Postville Raids - Letters to the Editor of the New York Times

Here are a few excerpts from letters to the editor published in today's New York Times in response to last week's story regarding Erik Camayd-Freixas's decision to speak out for immigrants whose rights he believed were denied:

Professor Camayd-Freixas’s powerful document describes ICE’s new strategy of transforming violators of immigration laws into criminal offenders by nabbing hundreds of people at a time and charging them with crimes rather than with civil violations of immigration law. [...] Everyone who cares about due process of law should read Mr. Camayd-Freixas’s vivid chronicle of the event.
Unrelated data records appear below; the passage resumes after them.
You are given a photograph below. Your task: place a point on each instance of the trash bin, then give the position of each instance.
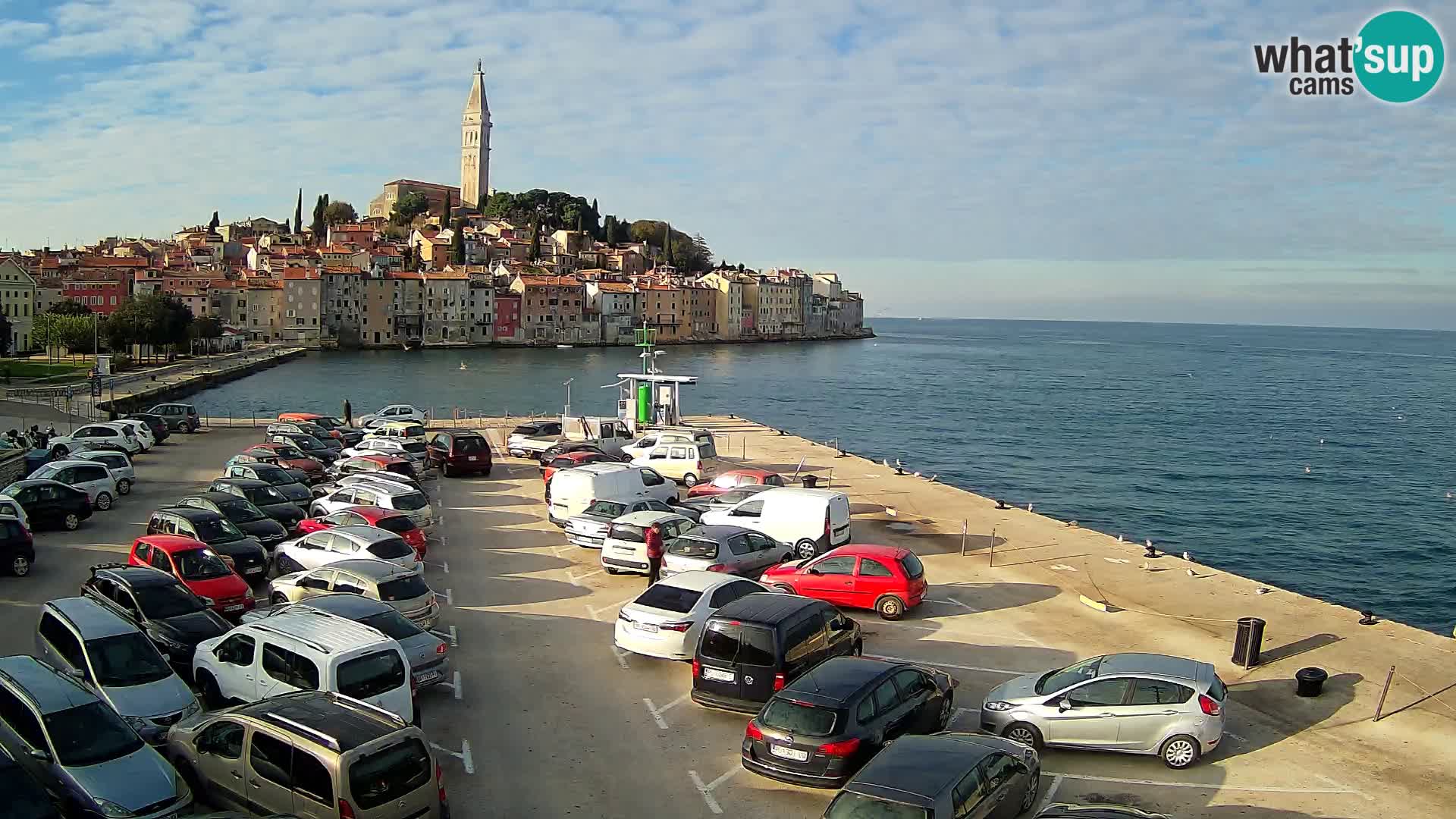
(1310, 682)
(1248, 640)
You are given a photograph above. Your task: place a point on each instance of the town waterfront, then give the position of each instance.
(1196, 436)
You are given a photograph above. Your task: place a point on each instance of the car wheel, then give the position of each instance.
(1180, 752)
(1024, 733)
(890, 608)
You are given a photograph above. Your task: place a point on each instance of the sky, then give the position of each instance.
(1112, 161)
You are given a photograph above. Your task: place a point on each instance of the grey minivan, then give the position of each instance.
(115, 661)
(79, 749)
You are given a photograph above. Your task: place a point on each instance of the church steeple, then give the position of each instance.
(475, 142)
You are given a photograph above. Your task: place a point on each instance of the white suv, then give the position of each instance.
(305, 651)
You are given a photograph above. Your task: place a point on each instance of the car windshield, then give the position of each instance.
(161, 602)
(200, 564)
(692, 547)
(411, 502)
(240, 510)
(669, 598)
(389, 773)
(800, 717)
(127, 659)
(89, 735)
(851, 805)
(1071, 675)
(394, 624)
(403, 589)
(607, 509)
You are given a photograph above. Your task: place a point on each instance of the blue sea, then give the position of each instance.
(1313, 460)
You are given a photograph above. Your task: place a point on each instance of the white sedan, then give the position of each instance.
(666, 620)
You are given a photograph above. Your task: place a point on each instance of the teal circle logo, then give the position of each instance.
(1400, 55)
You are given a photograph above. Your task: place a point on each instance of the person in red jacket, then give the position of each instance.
(654, 553)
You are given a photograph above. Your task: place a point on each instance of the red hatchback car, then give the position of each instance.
(388, 519)
(734, 479)
(200, 569)
(855, 576)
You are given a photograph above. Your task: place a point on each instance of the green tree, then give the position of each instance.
(340, 213)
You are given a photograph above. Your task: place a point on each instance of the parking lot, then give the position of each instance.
(545, 717)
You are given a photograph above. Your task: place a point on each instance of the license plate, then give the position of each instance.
(789, 754)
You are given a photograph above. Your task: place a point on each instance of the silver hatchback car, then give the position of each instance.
(1147, 704)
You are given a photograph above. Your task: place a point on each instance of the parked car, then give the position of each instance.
(573, 490)
(305, 651)
(590, 528)
(666, 620)
(946, 776)
(115, 461)
(92, 763)
(761, 643)
(181, 417)
(267, 499)
(388, 519)
(734, 479)
(114, 659)
(344, 542)
(428, 654)
(731, 550)
(199, 567)
(327, 748)
(17, 547)
(242, 513)
(382, 494)
(156, 602)
(274, 475)
(827, 723)
(1155, 704)
(50, 503)
(245, 554)
(375, 579)
(86, 475)
(886, 579)
(814, 521)
(459, 453)
(625, 547)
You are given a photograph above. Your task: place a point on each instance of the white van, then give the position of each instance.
(814, 521)
(573, 490)
(302, 651)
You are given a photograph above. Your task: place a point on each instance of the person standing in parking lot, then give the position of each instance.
(654, 553)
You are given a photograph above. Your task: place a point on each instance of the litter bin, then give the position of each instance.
(1247, 642)
(1310, 682)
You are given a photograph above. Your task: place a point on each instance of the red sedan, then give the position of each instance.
(855, 576)
(736, 479)
(199, 567)
(388, 519)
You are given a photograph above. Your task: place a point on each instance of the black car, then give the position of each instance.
(159, 605)
(17, 547)
(50, 503)
(248, 556)
(240, 510)
(267, 497)
(156, 423)
(829, 722)
(941, 777)
(761, 643)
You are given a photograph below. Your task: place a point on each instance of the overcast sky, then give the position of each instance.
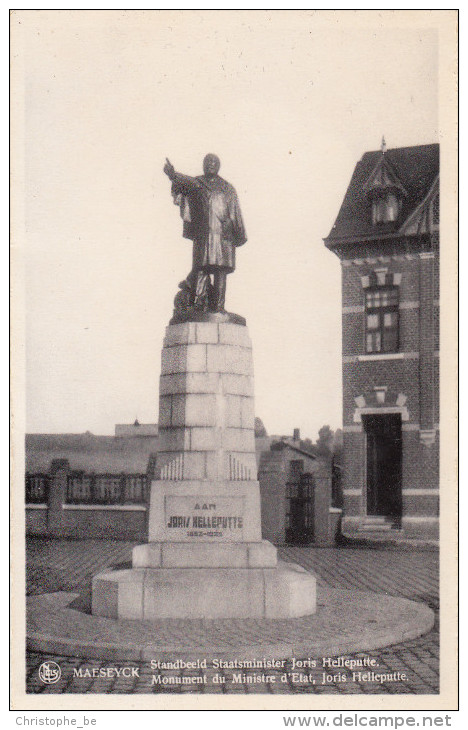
(288, 100)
--- Virginia E. Carstens, immigration lawyer
Hartford, Conn., July 14, 2008


The preamble to the code of ethics of the National Association of Judiciary Interpreters and Translators states, “No code of ethics can foresee every conceivable scenario.” It therefore encourages interpreters to develop their “own, well-informed ethical judgment.” Confronted by the very prototype of an inconceivable, unforeseeable circumstance, the interpreters had a duty to apply their own ethical judgment. Erik Camayd-Freixas fulfilled that ethical duty.


--- Madeline Newman RĂ­os, court interpreter
Claremont, Calif., July 11, 2008


There is another misgiving that should be mentioned about the immigration raid that occurred in Postville, Iowa: the enormous cost to the taxpayer. When undocumented immigrant workers are whisked away through immediate deportation, the cost is relatively little. But to charge and convict the people from the Postville raid with truly criminal offenses, the federal government had to spend significant sums to process the litigation, manage the complicated logistics and imprison more than 260 people, most for five months.